From: Dave Chinner <david@fromorbit.com>
To: "Williams, Dan J" <dan.j.williams@intel.com>
Cc: "hch@lst.de" <hch@lst.de>, "jack@suse.cz" <jack@suse.cz>,
"schwidefsky@de.ibm.com" <schwidefsky@de.ibm.com>,
"darrick.wong@oracle.com" <darrick.wong@oracle.com>,
"dledford@redhat.com" <dledford@redhat.com>,
"linux-rdma@vger.kernel.org" <linux-rdma@vger.kernel.org>,
"linux-fsdevel@vger.kernel.org" <linux-fsdevel@vger.kernel.org>,
"bfields@fieldses.org" <bfields@fieldses.org>,
"linux-mm@kvack.org" <linux-mm@kvack.org>,
"heiko.carstens@de.ibm.com" <heiko.carstens@de.ibm.com>,
"dave.hansen@linux.intel.com" <dave.hansen@linux.intel.com>,
"linux-xfs@vger.kernel.org" <linux-xfs@vger.kernel.org>,
"linux-kernel@vger.kernel.org" <linux-kernel@vger.kernel.org>,
"jmoyer@redhat.com" <jmoyer@redhat.com>,
"viro@zeniv.linux.org.uk" <viro@zeniv.linux.org.uk>,
"kirill.shutemov@linux.intel.com"
<kirill.shutemov@linux.intel.com>,
"akpm@linux-foundation.org" <akpm@linux-foundation.org>,
"Hefty, Sean" <sean.hefty@intel.com>,
"linux-nvdimm@lists.01.org" <linux-nvdimm@lists.01.org>,
"jlayton@poochiereds.net" <jlayton@poochiereds.net>,
"mawilcox@microsoft.com" <mawilcox@microsoft.com>,
"mhocko@suse.com" <mhocko@suse.com>,
"ross.zwisler@linux.intel.com" <ross.zwisler@linux.intel.com>,
"gerald.schaefer@de.ibm.com" <gerald.schaefer@de.ibm.com>,
"jgunthorpe@obsidianresearch.com"
<jgunthorpe@obsidianresearch.com>,
"hal.rosenstock@gmail.com" <hal.rosenstock@gmail.com>,
"benh@kernel.crashing.org" <benh@kernel.crashing.org>,
"mpe@ellerman.id.au" <mpe@ellerman.id.au>,
"paulus@samba.org" <paulus@samba.org>
Subject: Re: [PATCH v3 00/13] dax: fix dma vs truncate and remove 'page-less' support
Date: Fri, 27 Oct 2017 17:48:54 +1100 [thread overview]
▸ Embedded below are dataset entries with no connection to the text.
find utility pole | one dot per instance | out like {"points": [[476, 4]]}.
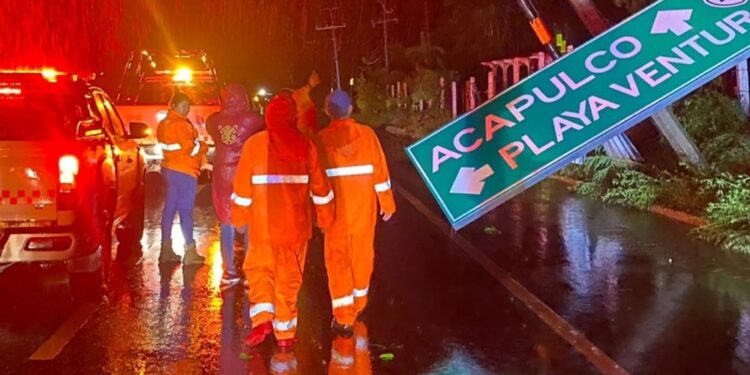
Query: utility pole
{"points": [[619, 146], [666, 121], [331, 20], [385, 20], [539, 27]]}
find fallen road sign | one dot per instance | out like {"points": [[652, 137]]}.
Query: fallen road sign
{"points": [[601, 89]]}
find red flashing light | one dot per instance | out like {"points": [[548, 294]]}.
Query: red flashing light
{"points": [[10, 91], [68, 170], [50, 75]]}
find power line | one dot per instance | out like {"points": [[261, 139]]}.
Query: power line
{"points": [[386, 18], [332, 19]]}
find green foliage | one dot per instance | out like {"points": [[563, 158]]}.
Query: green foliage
{"points": [[376, 106], [683, 190], [719, 128], [709, 113], [573, 171], [729, 215], [602, 169], [589, 189], [729, 152], [634, 189]]}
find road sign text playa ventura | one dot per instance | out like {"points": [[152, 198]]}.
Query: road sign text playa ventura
{"points": [[611, 83]]}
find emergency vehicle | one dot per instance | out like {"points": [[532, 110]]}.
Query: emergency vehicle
{"points": [[71, 173], [147, 85]]}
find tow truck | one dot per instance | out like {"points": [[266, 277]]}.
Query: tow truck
{"points": [[71, 174], [147, 84]]}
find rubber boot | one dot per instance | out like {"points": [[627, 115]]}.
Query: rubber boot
{"points": [[258, 334], [342, 330], [191, 256], [167, 255]]}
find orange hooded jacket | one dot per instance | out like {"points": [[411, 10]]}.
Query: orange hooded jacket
{"points": [[178, 139], [278, 178], [358, 171]]}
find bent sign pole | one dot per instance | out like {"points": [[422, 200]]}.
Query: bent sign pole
{"points": [[604, 87]]}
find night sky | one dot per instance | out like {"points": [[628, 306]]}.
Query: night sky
{"points": [[257, 42]]}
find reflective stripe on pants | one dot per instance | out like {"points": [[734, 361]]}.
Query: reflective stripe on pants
{"points": [[349, 263], [274, 273]]}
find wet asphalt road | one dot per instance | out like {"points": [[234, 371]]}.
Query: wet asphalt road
{"points": [[636, 285]]}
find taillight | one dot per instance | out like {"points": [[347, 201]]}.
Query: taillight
{"points": [[67, 198], [68, 170]]}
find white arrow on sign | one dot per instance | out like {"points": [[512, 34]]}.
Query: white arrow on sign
{"points": [[675, 21], [470, 181]]}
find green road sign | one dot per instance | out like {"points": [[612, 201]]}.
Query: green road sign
{"points": [[614, 81]]}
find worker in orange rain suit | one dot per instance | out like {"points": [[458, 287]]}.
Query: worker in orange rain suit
{"points": [[356, 166], [184, 154], [276, 178]]}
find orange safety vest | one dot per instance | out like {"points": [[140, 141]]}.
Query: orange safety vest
{"points": [[273, 197], [178, 139], [358, 171]]}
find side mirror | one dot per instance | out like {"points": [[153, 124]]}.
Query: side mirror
{"points": [[138, 130], [89, 128]]}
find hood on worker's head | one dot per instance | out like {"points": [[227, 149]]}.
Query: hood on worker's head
{"points": [[281, 122], [234, 98], [339, 105], [281, 113]]}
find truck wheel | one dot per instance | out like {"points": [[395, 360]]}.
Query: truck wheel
{"points": [[130, 233], [91, 286]]}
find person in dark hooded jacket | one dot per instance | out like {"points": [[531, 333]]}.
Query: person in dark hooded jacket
{"points": [[230, 128]]}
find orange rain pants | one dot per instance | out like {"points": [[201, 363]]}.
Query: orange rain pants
{"points": [[358, 172], [274, 273], [273, 192]]}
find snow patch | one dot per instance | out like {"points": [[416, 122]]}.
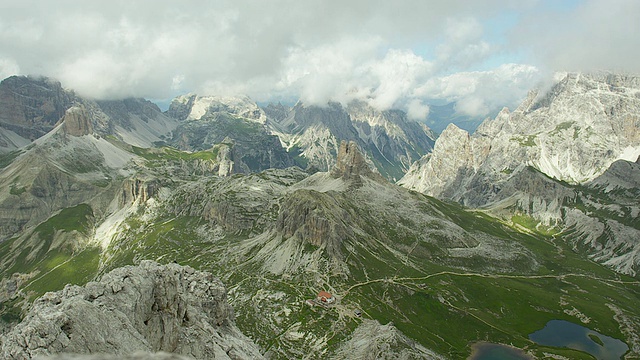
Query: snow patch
{"points": [[630, 153]]}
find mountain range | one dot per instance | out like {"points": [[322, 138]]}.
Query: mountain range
{"points": [[485, 237]]}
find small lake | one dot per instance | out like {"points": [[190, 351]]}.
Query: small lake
{"points": [[490, 351], [560, 333]]}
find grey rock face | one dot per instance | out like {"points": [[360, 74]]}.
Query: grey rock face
{"points": [[371, 340], [77, 122], [573, 133], [387, 138], [31, 107], [147, 308]]}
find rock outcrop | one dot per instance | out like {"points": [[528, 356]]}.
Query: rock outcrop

Message-ID: <20171027064854.GE3666@dastard> (raw)
In-Reply-To: <1509061831.25213.2.camel@intel.com>
On Thu, Oct 26, 2017 at 11:51:04PM +0000, Williams, Dan J wrote:
> On Thu, 2017-10-26 at 12:58 +0200, Jan Kara wrote:
> > On Fri 20-10-17 11:31:48, Christoph Hellwig wrote:
> > > On Fri, Oct 20, 2017 at 09:47:50AM +0200, Christoph Hellwig wrote:
> > > > I'd like to brainstorm how we can do something better.
> > > >
> > > > How about:
> > > >
> > > > If we hit a page with an elevated refcount in truncate / hole puch
> > > > etc for a DAX file system we do not free the blocks in the file system,
> > > > but add it to the extent busy list. We mark the page as delayed
> > > > free (e.g. page flag?) so that when it finally hits refcount zero we
> > > > call back into the file system to remove it from the busy list.
> > >
> > > Brainstorming some more:
> > >
> > > Given that on a DAX file there shouldn't be any long-term page
> > > references after we unmap it from the page table and don't allow
> > > get_user_pages calls why not wait for the references for all
> > > DAX pages to go away first? E.g. if we find a DAX page in
> > > truncate_inode_pages_range that has an elevated refcount we set
> > > a new flag to prevent new references from showing up, and then
> > > simply wait for it to go away. Instead of a busy way we can
> > > do this through a few hashed waitqueued in dev_pagemap. And in
> > > fact put_zone_device_page already gets called when putting the
> > > last page so we can handle the wakeup from there.
> > >
> > > In fact if we can't find a page flag for the stop new callers
> > > things we could probably come up with a way to do that through
> > > dev_pagemap somehow, but I'm not sure how efficient that would
> > > be.
> >
> > We were talking about this yesterday with Dan so some more brainstorming
> > from us. We can implement the solution with extent busy list in ext4
> > relatively easily - we already have such list currently similarly to XFS.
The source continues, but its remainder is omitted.